Additional arguments. May have previously precomputed before this method from other precomputed methods, so they can help speed up this precomputation.

Returns
dict
The following precomputed items are returned:
  • classes (np.ndarray): distinct classes of y, if y is not NoneType.

  • class_freqs (np.ndarray): class frequencies of y, if y is not NoneType.

  • cls_inds (np.ndarray): Boolean array which indicates whether each example belongs to each class. The rows represents the distinct classes, and the instances are represented by the columns.
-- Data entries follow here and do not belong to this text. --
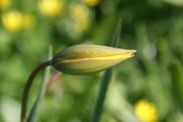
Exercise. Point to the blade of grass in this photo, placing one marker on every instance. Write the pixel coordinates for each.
(33, 116)
(106, 79)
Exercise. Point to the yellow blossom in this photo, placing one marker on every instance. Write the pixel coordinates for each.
(51, 7)
(28, 20)
(92, 2)
(79, 11)
(81, 25)
(146, 111)
(12, 21)
(4, 4)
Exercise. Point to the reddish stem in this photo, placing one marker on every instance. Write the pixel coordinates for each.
(52, 81)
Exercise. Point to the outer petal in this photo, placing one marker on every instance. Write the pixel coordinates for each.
(87, 59)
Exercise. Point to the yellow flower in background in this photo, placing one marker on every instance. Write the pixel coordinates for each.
(51, 7)
(81, 25)
(92, 2)
(80, 14)
(146, 111)
(12, 21)
(79, 11)
(28, 20)
(4, 4)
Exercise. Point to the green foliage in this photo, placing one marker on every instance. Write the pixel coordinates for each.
(152, 27)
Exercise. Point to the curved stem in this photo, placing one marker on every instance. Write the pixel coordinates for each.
(28, 86)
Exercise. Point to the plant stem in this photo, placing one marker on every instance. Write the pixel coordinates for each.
(28, 86)
(100, 100)
(34, 113)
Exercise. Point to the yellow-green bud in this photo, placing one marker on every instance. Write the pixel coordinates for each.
(88, 59)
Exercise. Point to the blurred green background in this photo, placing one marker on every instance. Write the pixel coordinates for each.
(145, 88)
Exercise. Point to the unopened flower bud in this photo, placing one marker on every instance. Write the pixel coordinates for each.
(88, 59)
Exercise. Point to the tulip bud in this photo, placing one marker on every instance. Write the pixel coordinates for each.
(88, 59)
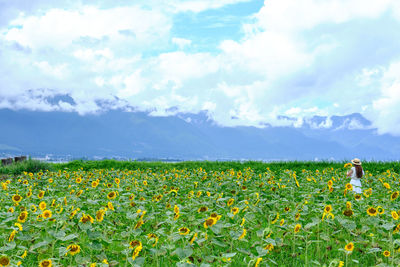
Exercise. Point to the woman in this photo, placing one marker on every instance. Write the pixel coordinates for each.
(356, 173)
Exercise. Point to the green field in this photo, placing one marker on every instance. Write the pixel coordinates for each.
(101, 213)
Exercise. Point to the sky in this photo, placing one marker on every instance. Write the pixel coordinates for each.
(243, 62)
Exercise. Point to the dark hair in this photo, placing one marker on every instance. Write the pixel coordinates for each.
(358, 171)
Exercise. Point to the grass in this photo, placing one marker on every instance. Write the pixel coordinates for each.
(34, 166)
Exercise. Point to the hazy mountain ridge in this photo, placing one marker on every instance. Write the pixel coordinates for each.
(187, 136)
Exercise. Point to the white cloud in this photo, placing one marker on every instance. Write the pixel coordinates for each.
(181, 42)
(63, 28)
(57, 71)
(386, 109)
(201, 5)
(293, 58)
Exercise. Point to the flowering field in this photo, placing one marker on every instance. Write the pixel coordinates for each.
(184, 217)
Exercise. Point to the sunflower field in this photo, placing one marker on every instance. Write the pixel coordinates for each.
(198, 217)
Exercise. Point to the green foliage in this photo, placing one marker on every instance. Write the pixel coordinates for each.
(258, 166)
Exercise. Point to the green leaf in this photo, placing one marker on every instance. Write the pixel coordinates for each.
(8, 246)
(229, 255)
(38, 245)
(70, 237)
(388, 226)
(62, 251)
(218, 243)
(374, 250)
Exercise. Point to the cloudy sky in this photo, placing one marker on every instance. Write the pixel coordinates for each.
(244, 62)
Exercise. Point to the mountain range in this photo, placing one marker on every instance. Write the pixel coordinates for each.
(137, 135)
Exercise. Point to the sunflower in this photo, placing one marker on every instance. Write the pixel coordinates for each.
(380, 210)
(184, 231)
(33, 208)
(136, 251)
(210, 222)
(275, 219)
(139, 223)
(328, 208)
(45, 263)
(394, 195)
(215, 216)
(110, 206)
(349, 247)
(287, 209)
(386, 253)
(86, 218)
(258, 262)
(133, 244)
(100, 215)
(371, 211)
(176, 209)
(79, 193)
(202, 209)
(235, 210)
(20, 228)
(47, 214)
(269, 247)
(12, 235)
(73, 249)
(42, 205)
(16, 198)
(368, 192)
(349, 187)
(243, 234)
(111, 195)
(4, 260)
(60, 209)
(348, 212)
(193, 238)
(22, 216)
(41, 194)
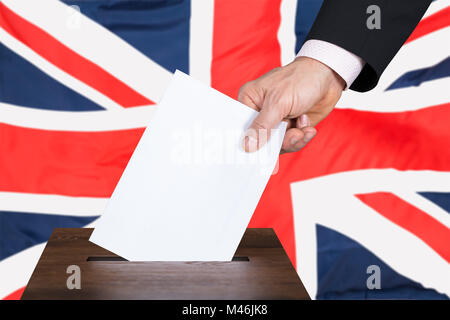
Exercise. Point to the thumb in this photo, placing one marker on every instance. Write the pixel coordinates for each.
(258, 133)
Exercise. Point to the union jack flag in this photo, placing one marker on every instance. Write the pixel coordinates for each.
(78, 84)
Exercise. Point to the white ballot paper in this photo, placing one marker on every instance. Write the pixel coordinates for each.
(189, 189)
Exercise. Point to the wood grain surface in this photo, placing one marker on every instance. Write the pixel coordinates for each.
(260, 270)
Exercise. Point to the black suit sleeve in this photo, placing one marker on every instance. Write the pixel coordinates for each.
(343, 23)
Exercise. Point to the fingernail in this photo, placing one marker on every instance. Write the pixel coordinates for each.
(250, 141)
(304, 121)
(308, 136)
(294, 141)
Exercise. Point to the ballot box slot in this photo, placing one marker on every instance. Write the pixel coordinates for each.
(106, 258)
(116, 258)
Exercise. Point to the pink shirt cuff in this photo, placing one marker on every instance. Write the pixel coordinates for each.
(343, 62)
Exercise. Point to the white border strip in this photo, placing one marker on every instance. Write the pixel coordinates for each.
(286, 32)
(201, 40)
(91, 121)
(436, 6)
(52, 204)
(16, 270)
(96, 44)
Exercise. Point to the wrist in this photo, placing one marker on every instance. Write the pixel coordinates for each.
(331, 77)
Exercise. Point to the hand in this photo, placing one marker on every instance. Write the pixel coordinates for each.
(303, 93)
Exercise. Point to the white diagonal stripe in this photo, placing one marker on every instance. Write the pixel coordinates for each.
(97, 44)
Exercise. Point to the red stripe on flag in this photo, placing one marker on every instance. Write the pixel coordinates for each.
(436, 21)
(428, 229)
(245, 46)
(16, 295)
(65, 163)
(68, 60)
(355, 140)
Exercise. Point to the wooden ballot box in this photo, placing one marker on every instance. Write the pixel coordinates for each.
(260, 270)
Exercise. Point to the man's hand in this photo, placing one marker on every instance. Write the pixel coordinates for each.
(303, 93)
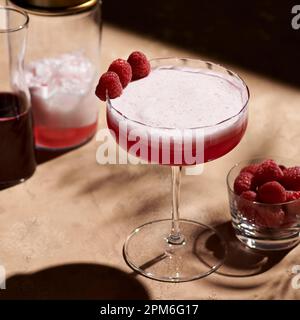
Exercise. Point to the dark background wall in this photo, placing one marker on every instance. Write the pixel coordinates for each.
(255, 34)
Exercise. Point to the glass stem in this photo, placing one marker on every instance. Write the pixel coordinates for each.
(175, 236)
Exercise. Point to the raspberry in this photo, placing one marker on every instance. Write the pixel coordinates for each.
(292, 195)
(249, 195)
(269, 217)
(123, 69)
(252, 168)
(271, 192)
(282, 167)
(243, 182)
(291, 179)
(109, 82)
(139, 64)
(267, 171)
(246, 208)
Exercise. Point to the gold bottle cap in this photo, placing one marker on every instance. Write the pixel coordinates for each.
(55, 7)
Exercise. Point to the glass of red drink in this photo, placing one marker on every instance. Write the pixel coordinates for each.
(17, 160)
(176, 249)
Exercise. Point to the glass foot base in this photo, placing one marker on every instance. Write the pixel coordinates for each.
(148, 251)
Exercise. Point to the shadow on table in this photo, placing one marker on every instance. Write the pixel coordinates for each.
(75, 281)
(242, 261)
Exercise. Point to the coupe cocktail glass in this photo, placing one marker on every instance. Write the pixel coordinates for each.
(177, 249)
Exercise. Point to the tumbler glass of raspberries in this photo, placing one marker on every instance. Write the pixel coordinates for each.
(264, 197)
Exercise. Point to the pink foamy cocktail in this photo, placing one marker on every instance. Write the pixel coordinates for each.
(172, 106)
(185, 112)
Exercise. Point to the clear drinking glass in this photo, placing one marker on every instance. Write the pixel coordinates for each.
(62, 66)
(176, 249)
(17, 159)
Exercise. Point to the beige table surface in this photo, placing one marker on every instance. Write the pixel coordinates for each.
(62, 232)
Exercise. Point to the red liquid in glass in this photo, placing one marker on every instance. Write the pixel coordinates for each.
(17, 159)
(60, 138)
(215, 145)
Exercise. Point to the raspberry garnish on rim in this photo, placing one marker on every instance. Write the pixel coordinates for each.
(120, 73)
classmethod precompute_group_distances(N: ndarray, y: Optional[ndarray] = None, dist_metric: str = 'euclidean', classes: Optional[ndarray] = None, **kwargs) Dict[str, Any][source]

Precompute distance metrics between instances.

Parameters
Nnp.ndarray

Numerical fitted data.

ynp.ndarray, optional

Instance cluster index (or target attribute).

dist_metricstr, optional

The distance metric used to calculate the distances between instances. Check sklearn.neighbors.DistanceMetric documentation for a full list of valid distance metrics.

classesnp.ndarray, optional

Distinct classes in y. Used to exploit precomputations.

**kwargs

Additional arguments. May have previously precomputed before this method from other precomputed methods, so they can help speed up this precomputation.

Returns
dict
The following precomputed items are returned:
  • pairwise_norm_intercls_dist (np.ndarray): normalized distance between each distinct pair of instances of different classes.

  • pairwise_intracls_dists (np.ndarray): distance between each distinct pair of instances of the same class.

  • intracls_dists (np.ndarray): the distance between the fartest pair of instances of the same class.

The following precomputed items are necessary and are also
returned, if still not previously precomputed:
  • classes (np.ndarray): distinct classes of y, if y is not NoneType.

  • class_freqs (np.ndarray): class frequencies of y, if y is not NoneType.

  • cls_inds (np.ndarray): Boolean array which indicates whether each example belongs to each class. The rows represents the distinct classes, and the instances are represented by the columns.

classmethod precompute_nearest_neighbors(N: ndarray, y: Optional[ndarray] = None, n_neighbors: Optional[int] = None, dist_metric: str = 'euclidean', **kwargs) Dict[str, Any][source]

Precompute the n_neighbors Nearest Neighbors of every instance.

Parameters
Nnp.ndarray

Numerical fitted data.

ynp.ndarray, optional

Instance cluster index (or target attribute).

n_neighborsint, optional

Number of nearest neighbors returned for each instance.

dist_metricstr, optional

The distance metric used to calculate the distances between instances. Check sklearn.neighbors.DistanceMetric documentation for a full list of valid distance metrics.

**kwargs

Additional arguments. May have previously precomputed before this method from other precomputed methods, so they can help speed up this precomputation.

Returns
dict
The following precomputed items are returned:
  • pairwise_intracls_dists (np.ndarray): distance between each distinct pair of instances of the same class.